Eine Strahlungsheizung kann daher nicht mit einer üblichen Konvektionsheizung, die nur bei vorliegender Temperaturdifferenz zwischen Heizkörper und Luft wirksam wird, verglichen werden.
Die Behaglichkeitstemperatur setzt sich aus der Raumlufttemperatur und der Wandtemperatur zusammen und liegt etwa in der Mitte beider Einzeltemperaturen.

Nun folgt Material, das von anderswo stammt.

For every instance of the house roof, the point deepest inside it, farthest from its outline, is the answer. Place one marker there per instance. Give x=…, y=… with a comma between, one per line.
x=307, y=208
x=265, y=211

Dabei ist zu unterschieden: Bei der Konvektionsheizung ist die Raumlufttemperatur höher als die Wandtemperatur, bei der Strahlungsheizung dagegen umgekehrt. Eine Wärmestrahlung erwärmt keine Luft, sondern nur Materie (fest oder flüssig). Sie ist diatherm, die Raumluft bleibt deswegen kühl und angenehm. Bei einer Strahlenheizung kann sich in der Regel kein Kondenswasser an der Wandoberfläche bilden (Schimmelpilzbildung an der Oberfläche wird vermieden), da sich die Wärmestrahlung in alle Richtungen ausbreitet und so alle Flächen erreicht werden. Hingegen kann bei einer Konvektionsheizung nur die frei von warmer Luft zugänglichen Bereiche erwärmt werden.

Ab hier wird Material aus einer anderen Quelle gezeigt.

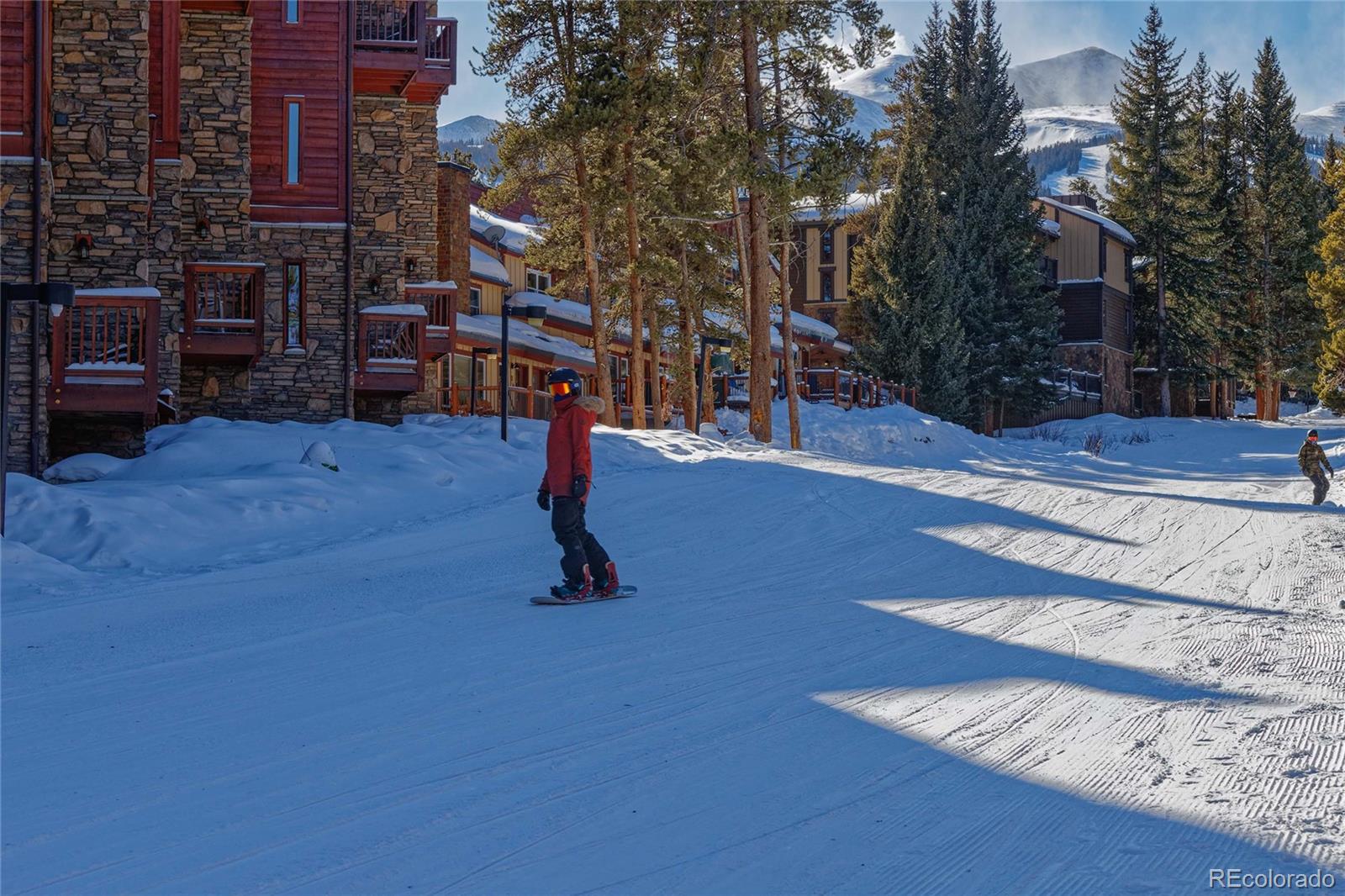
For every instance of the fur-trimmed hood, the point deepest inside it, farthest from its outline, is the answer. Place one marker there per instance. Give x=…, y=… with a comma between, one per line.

Die Lufttemperatur kann infolge der höheren Strahlungstemperatur der Wände bei gleicher Behaglichkeit niedriger gehalten werden und es ergeben sich auch wegen des erforderlichen Lüftungswechsels energetische Gewinne, da ja die Temperaturdifferenz der Luft zwischen innen und außen geringer ist. Ist die Raumlufttemperatur 1 K niedriger, so erspart dies eine Heizenergieeinsparung von ca. 5%. (Quelle: Baubiologie Peter Rauch).
Besser hätte ich es nicht formulieren können.